Detroit was out of timeouts at the end of the game and failed to attempt a shot, allowing the Thunder to spoil its home opener for the second straight season.
Oklahoma City, expected to be a Western Conference power this season, was in control for much of the game only to open the door for a Detroit comeback in the final seconds.
The Thunder made their first 24 free throws and 37 of 44 overall, but Durant missed one with 14 seconds left and Serge Ibaka split a pair with 18 seconds to go.
"I was kicking myself," said Durant, who had 30 points for the second straight game after leading the league in scoring last season. "But I knew I had to knock the second one down. I owe Jeff something now because he picked me up there. Winning a game like that on a broken play is huge - Jeff really came through."
Charlie Villanueva made a go-ahead 3-pointer with 7.5 seconds left, but Detroit's decision to deny Durant the ball at all costs backfired.
"Tayshaun Prince really did too good of a job taking the ball away from Durant," Pistons coach John Kuester said. "Jeff Green didn't know what to do but drive the ball and unfortunately, it didn't work out the way we wanted it to."
Detroit dropped to 0-2 for the first time since losing the first four games of the 1999-2000 season. The Pistons blew a seven-point lead with 1:40 left at New Jersey and lost 101-98 in Wednesday night's opener.
"We have to get better closing out games," Ben Wallace said. "We did everything to give ourselves a chance to win, and we let it slip away.
"It's a long season.
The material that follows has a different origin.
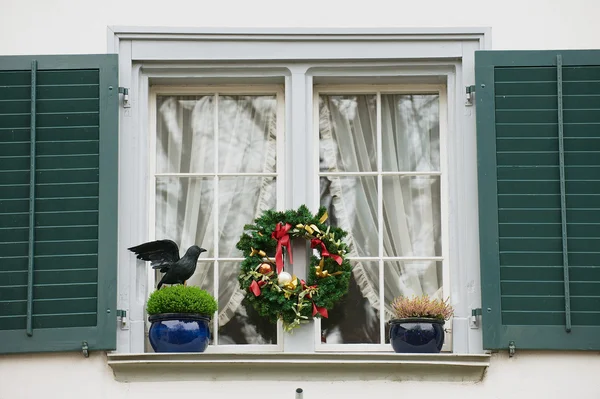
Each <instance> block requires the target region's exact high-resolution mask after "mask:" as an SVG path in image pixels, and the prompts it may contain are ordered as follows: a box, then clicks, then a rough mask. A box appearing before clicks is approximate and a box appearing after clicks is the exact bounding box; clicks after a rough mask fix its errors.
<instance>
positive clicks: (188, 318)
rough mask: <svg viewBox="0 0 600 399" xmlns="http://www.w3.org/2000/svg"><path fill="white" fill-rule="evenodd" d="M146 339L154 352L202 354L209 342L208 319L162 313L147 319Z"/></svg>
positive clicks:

If we keep continue to play the way we're playing, our fortunes will turn and things will start to go our way."
Gordon had 32 points and Rodney Stuckey scored 24 for the Pistons.
Oklahoma City took advantage of its ability to draw contact and make free throws for the second straight game. The Thunder were 38 of 47 at the line in the season-opening win over the Chicago Bulls.
Durant led the way for the up-and-coming Thunder and had plenty of help.
Gordon, who had his second-highest scoring game as a Piston, made 11 of 16 shots -- including a pair of 3-pointers -- and eight of nine free throws.
His teammates didn't get to the line much, combining to attempt just 11 free throws, making eight of them.
"I feel bad for Detroit because they've played well twice and not come away with anything either time," Thunder coach Scott Brooks said. "That just shows you how hard it is to get a win in this league."
- Pistons owner Karen Davidson said she had no comment on the pending sale of the team and won't have anything to say publicly when the deal is done. "I'm going to hand over the keys and walk away" Davidson said before the game. NBA Commissioner David Stern said last week he was optimistic the sale would be completed in November. Detroit Tigers and Red Wings owner Mike Ilitch has been discussing terms of the deal for a few weeks during an exclusive negotiating period.
- The Thunder had five players with at least two steals.
- Pistons G Will Bynum didn't play because of a hamstring injury.